Risk Factors

Risk Factors Associated with Elder Abuse

No one risk factor can explain or cause abuse. In the majority of instances where abuse is occurring there are a combination of risk factors that contribte to it (1).

Studies have shown that certain situations, behaviours, relationship issues, or health issues are commonly found in situations of elder abuse. When one or more of these factors are detected, it increases the likelihood that abuse will occur, or is already occurring. It is important not to jump to conclusions, but to check out the facts so as to avoid inappropriate actions. The risk factors can be multiple and can apply to the older person or the alleged abuser.

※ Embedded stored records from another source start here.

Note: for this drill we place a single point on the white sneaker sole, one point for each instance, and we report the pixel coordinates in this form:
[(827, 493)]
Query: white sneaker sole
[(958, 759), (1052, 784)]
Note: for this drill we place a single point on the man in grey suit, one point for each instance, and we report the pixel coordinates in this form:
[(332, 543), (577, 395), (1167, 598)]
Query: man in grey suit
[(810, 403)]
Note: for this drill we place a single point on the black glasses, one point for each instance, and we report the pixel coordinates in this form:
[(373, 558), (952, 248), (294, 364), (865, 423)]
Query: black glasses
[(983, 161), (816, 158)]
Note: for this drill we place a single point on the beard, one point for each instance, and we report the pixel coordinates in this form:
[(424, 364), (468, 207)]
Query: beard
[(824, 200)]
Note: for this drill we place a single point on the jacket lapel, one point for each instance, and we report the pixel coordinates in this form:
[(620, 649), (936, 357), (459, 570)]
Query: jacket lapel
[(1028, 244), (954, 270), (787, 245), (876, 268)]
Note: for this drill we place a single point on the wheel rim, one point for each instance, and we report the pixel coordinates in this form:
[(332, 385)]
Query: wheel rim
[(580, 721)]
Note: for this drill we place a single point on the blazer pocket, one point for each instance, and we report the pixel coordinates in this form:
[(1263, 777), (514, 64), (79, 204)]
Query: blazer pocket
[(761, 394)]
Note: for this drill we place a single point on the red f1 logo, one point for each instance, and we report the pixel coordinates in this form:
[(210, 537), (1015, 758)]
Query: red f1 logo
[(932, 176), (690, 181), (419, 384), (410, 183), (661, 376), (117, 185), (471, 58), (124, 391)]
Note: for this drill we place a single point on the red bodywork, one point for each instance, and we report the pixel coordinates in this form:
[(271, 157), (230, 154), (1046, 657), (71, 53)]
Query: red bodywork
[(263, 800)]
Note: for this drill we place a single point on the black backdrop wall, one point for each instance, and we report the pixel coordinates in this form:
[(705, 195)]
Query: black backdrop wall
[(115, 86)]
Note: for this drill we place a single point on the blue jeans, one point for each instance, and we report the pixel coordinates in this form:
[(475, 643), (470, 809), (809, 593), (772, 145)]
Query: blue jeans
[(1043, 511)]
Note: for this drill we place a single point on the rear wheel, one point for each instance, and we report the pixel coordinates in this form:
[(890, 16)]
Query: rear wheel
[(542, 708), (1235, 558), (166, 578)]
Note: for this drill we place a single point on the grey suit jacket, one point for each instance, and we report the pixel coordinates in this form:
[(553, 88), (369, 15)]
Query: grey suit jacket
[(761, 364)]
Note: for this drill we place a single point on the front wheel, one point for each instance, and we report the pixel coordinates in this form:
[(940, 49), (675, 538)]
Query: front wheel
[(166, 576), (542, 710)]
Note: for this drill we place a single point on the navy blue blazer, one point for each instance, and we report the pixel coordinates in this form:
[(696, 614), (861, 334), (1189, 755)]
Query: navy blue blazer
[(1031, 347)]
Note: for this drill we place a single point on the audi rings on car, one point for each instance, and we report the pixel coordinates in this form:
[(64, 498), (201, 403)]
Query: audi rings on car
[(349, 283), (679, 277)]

Identification of risk factors can assist in:-

  • Alerting you that a situation has the potential for abuse to occur
  • Gaining a better understanding of an abusive situation so that appropriate strategies can be acted upon

The risk factors may involve one or more of the following:-

Family conflict/dynamics
Older people will be much more at risk if there has been a history of violence within their family situation. Conflict within families does not always cease when the older person moves to residential aged care. The sources of relationship/family conflict covers sensitive areas:

  • these can be complicated since they are often considered private family business
  • the person using abusive behaviours may have been abused by the older person now living in residential care
  • the normal reaction of their family to stress or their usual method of resolving issues is violence. It may continue from generation to generation
  • other family members losing respect for the older person as an adult, who may be incapable of making their own decisions. Unfair influence/pressure may be placed on them to make decisions in a particular way

Dependency can involve either the older person or the alleged abuser, or both at the same time. These dependencies can be physical, emotional, psychological or financial. Either the older person or the alleged abuser (or both), may feel powerless or fearful that their needs will not be met. For example:-

  • The alleged abuser may rely on the older person for money/support eg gambling or debts
  • The older person may rely on the alleged abuser for contact or transportation
  • The older person may not want to stop abuse through any action that they consider may harm the alleged abuser (this may well be so where the abuser has a mental or physical illness)
  • The older person may have a dementing illness and not be capable of making decisions, or taking steps to protect themselves

Alcohol and substance abuse
Issues of substance dependency may influence the ability of the older person or the alleged abuser to make decisions, or be reluctant to stop or protect themselves from the abuse. For example:

  • Where the alleged abuser may have alcohol management problems, the older person may want to ensure that any strategies undertaken to stop the abuse do not adversely affect them
  • The older person and/or the alleged abuser may suffer from an inability to make decisions to stop the abuse occurring

(1) Kurrle, S. & Sadler P. (1994) Assessing and Managing Abuse of older people.- A Handbook for the Helping Professionals. Alpha Biomedical Communications, N.S.W.